Sotto questo profilo, però, l’attivismo americano potrebbe trovare un’insolita opposizione da parte della Germania. Pienamente coinvolti nel progetto, da Berlino hanno reagito con durezza all’annuncio delle sanzioni, definite dal vice cancelliere tedesco Olaf Scholz “una grave interferenza negli affari interni della Germania e dell’Europa”.

Tuttavia, la variabile che più di tutte potrà condizionare il futuro delle relazioni energetiche tra Russia e Ucraina, è certamente quella legata alla risoluzione delle tensioni nel Donbass. Un eventuale riassetto dei rapporti tra i due, infatti, potrebbe portare a riconsiderare, da parte del Cremlino, il ruolo di Kiev nello scacchiere energetico.

Per questo motivo, bisogna osservare con particolare attenzione gli sviluppi che potranno esserci, a partire dai prossimi mesi, con il vertice che si terrà, probabilmente, in aprile tra Zelenskij e Putin.

Il Presidente ucraino, Zelenskij

I due si sono già incontrati a Parigi lo scorso 9 dicembre, nell’ambito di un bilaterale organizzato da Emmanuel Macron e Angela Merkel.

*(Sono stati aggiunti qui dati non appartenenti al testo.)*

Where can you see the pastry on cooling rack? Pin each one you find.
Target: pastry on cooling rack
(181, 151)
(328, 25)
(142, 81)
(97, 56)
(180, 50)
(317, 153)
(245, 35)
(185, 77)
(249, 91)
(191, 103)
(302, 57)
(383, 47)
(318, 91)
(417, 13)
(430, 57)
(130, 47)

Incontro al quale ha fatto seguito un comunicato conciliante che prometteva l’impegno per un cessate il fuoco temporaneo per consentire l’arretramento delle parti combattenti dalla linea di contatto e lo scambio di tutti i prigionieri. Primi passi, si spera, verso un dialogo che in questi anni ha stentato a decollare.

Intanto, nell’attesa di capire se questo dialogo porterà a un definitivo disgelo, il gas, tra Mosca e Kiev dovrebbe continuare a fluire. Almeno per i prossimi cinque anni.